How the Courts are Funded

Budgeting within California's third branch of government



2:55

The budget process in California’s third branch of government is collaborative and complex, typically a year long procedure. Analysis and discussions begin with the Trial Court Budget Working Group, a team of 15 superior court judges and 15 court executive officers. 

Appellate courts also participate, through the Appellate Court Budget Subcommittee.

The Trial Court Budget Working Group represents the rich diversity of California’s trial courts – large and small, metropolitan and rural. After plenty of input from trial courts throughout the state, the Working Group directs staff from the Administrative Office of the Courts (AOC) to draw up budget proposals as instructed. 

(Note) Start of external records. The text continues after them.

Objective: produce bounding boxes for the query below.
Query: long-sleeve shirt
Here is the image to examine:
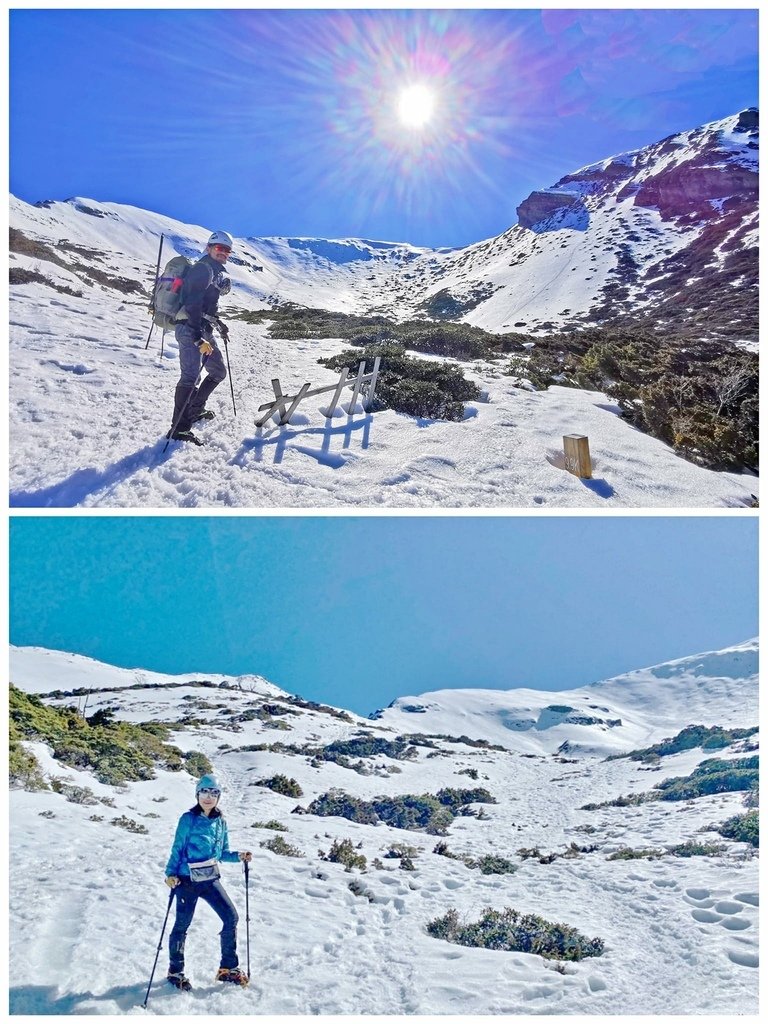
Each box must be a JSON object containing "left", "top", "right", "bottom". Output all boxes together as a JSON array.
[{"left": 177, "top": 254, "right": 227, "bottom": 338}]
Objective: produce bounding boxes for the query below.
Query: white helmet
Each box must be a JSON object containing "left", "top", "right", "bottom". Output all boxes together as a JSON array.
[{"left": 207, "top": 230, "right": 234, "bottom": 249}]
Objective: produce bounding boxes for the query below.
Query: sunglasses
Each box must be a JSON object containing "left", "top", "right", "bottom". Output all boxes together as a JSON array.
[
  {"left": 211, "top": 245, "right": 231, "bottom": 253},
  {"left": 198, "top": 788, "right": 221, "bottom": 797}
]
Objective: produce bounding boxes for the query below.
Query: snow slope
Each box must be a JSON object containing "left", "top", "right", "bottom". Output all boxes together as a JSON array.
[
  {"left": 9, "top": 642, "right": 759, "bottom": 1015},
  {"left": 9, "top": 109, "right": 758, "bottom": 510},
  {"left": 8, "top": 291, "right": 757, "bottom": 509}
]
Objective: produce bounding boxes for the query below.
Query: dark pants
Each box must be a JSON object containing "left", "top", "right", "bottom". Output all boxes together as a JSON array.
[
  {"left": 168, "top": 877, "right": 239, "bottom": 973},
  {"left": 171, "top": 322, "right": 227, "bottom": 433}
]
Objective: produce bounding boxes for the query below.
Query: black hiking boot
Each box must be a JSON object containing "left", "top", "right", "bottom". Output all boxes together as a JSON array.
[
  {"left": 215, "top": 967, "right": 249, "bottom": 986},
  {"left": 167, "top": 971, "right": 192, "bottom": 992},
  {"left": 193, "top": 410, "right": 215, "bottom": 423},
  {"left": 169, "top": 429, "right": 204, "bottom": 446}
]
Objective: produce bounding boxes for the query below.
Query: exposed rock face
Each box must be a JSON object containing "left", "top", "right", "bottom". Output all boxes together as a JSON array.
[
  {"left": 516, "top": 190, "right": 583, "bottom": 230},
  {"left": 631, "top": 161, "right": 757, "bottom": 217}
]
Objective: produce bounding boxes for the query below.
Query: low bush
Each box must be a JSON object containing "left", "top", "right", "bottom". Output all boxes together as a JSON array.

From there the completed and fully vetted proposals go before the Judicial Council in a public business meeting, usually in August. Public comment is invited. It is here that budget decisions are made and priorities ratified, where Council members safeguard the consistent, impartial, independent, and accessible administration of justice throughout the entire branch.

In September the Judicial Branch presents its budget proposal to the Governor and legislators. Then they go to work on it, negotiating changes. Once they approve and enact the state budget, funding is appropriated to the Judicial Branch. 

Then Judicial Council members make decisions on court allocations and provide final approval. The AOC’s role is to distribute the funding to the trial courts, as directed by the Judicial Council.

In fiscal year ‘11/’12 the overall state budget was $129.5 billion. Only 2.4% of that goes to the Judicial Branch. 

In terms of the state’s general fund, the Judicial Branch accounts for only 1.6%, a tiny sliver.

The total judicial branch budget is $3.17 billion. Only 4.2% of that funds the Judicial Council and the AOC. 81% of that goes to the trial courts.

In the last 4 years, the judicial branch has endured $653 million in cuts. This year legislators and the governor chopped the court’s operational funds by an unprecedented $350 million; ongoing cuts; and raided another $750 million from the court construction fund.

The Chief Justice of California and the Judicial Council have declared budget restoration their top administrative priority for the year, “I have little doubt that this body, the Judicial Council and the judicial branch is the finest judiciary in the nation and can rise to the challenge and we can and will put in place the foundation for a new era in California.”